Six in 10 Americans say they’d like to see Trump get a GOP challenger in 2020, including 38 percent of Republicans.

President Donald Trump and Vice President Mike Pence participate in the swearing-in ceremony for Gina Haspel to be CIA director at agency headquarters in Langley, Virginia.
President Donald Trump and Vice President Mike Pence participate in the swearing-in ceremony for Gina Haspel to be CIA director at agency headquarters in Langley, Virginia.
Mark Wilson/Getty Images
Emily Stewart covered business and economics for Vox and wrote the newsletter The Big Squeeze, examining the ways ordinary people are being squeezed under capitalism. Before joining Vox, she worked for TheStreet.

The 2018 midterm elections are just getting rolling, but 2020 is on the horizon — and a new poll might give President Donald Trump something to sweat about. According to a Politico/Morning Consult survey released on Wednesday, just 36 percent of voters say they would vote for Trump over a generic Democratic candidate in the next presidential election, while 44 percent would pick the Democrat. One-fifth of voters still aren’t sure.

While presidents typically don’t face a tough road to get their party’s nomination, six in 10 voters, including 38 percent of Republicans, say they’d like to see Trump get a Republican challenger in 2020. But it’s not clear whom they’d like to see take on the former reality television star. (And it looks like it is not going to be Vice President Mike Pence.)

If it comes down to Trump and Pence, more Americans would prefer Trump keep the job of president over Pence. Thirty-four percent of respondents said they would have Trump, and 23 percent said they prefer Pence. (Forty-three percent said they didn’t know or were unsure.)

It appears Pence, once a conservative darling, is falling out of favor with the GOP. Sixty-four percent of Republicans say they would prefer Trump as president, and only 19 percent Pence. In August 2017, 58 percent of Republican voters said they preferred Trump and 28 percent said Pence.

Voters aren’t loving Trump right now — but they didn’t when he was elected either

As Politico notes, just because Trump isn’t particularly popular among voters doesn’t mean he couldn’t win. That’s what happened in 2016, when 38 percent of voters had a favorable opinion of him in exit polls and 61 percent said he wasn’t qualified to be president. Trump lost the popular vote to Hillary Clinton by about 3 million votes, but he did win the Electoral College.

Of course, there were some specific circumstances in 2016 that are unlikely to be repeated in 2020 — both Trump and Clinton were historically unpopular candidates, and there was a surge in third-party voting for Green Party candidate Jill Stein and Libertarian candidate Gary Johnson. And, of course, there was the now-infamous letter from then-FBI Director James Comey announcing that the Clinton email investigation would be reopened days before the election.

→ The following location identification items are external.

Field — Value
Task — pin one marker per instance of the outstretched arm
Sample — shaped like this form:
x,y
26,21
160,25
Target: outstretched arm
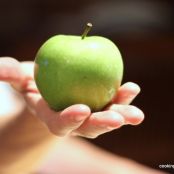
x,y
76,119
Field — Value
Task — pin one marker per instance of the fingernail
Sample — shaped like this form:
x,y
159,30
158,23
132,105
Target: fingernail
x,y
79,118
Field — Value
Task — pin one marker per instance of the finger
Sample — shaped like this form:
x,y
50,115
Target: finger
x,y
11,71
126,93
99,123
131,114
69,119
59,123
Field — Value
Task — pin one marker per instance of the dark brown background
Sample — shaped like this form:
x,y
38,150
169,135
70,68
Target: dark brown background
x,y
144,32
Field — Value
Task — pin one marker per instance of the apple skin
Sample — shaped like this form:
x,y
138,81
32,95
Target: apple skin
x,y
71,70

But Trump does better than a generic Republican against a Democrat in a theoretical 2020 matchup, according to Wednesday’s poll. Twenty-seven percent of voters say they would support a Republican candidate who isn’t Trump over a Democrat, while 40 percent say they would rather have the Democrat. One-third of voters aren’t sure.

Trump has been ramping up 2020 campaign efforts essentially since day one — he filed paperwork for his reelection the same day he was inaugurated. He has kept up fundraising, ending 2017 with $22 million in cash, and he has had multiple campaign rallies across the country.

In February, he named data guru Brad Parscale to be his reelection campaign manager and launched a new fundraising initiative to benefit his campaign and the Republican National Committee. It rewards donors who “bundle” contributions, meaning they get donations from others.

On Wednesday, Trump’s reelection campaign announced that veteran Republican strategist Chris Carr would come on board as political director. Carr’s job will be, in part, to spearhead the Trump reelection campaign’s engagement in the 2018 midterms and support for pro-Trump, or, as Parscale put it in a press release, “America First,” candidates.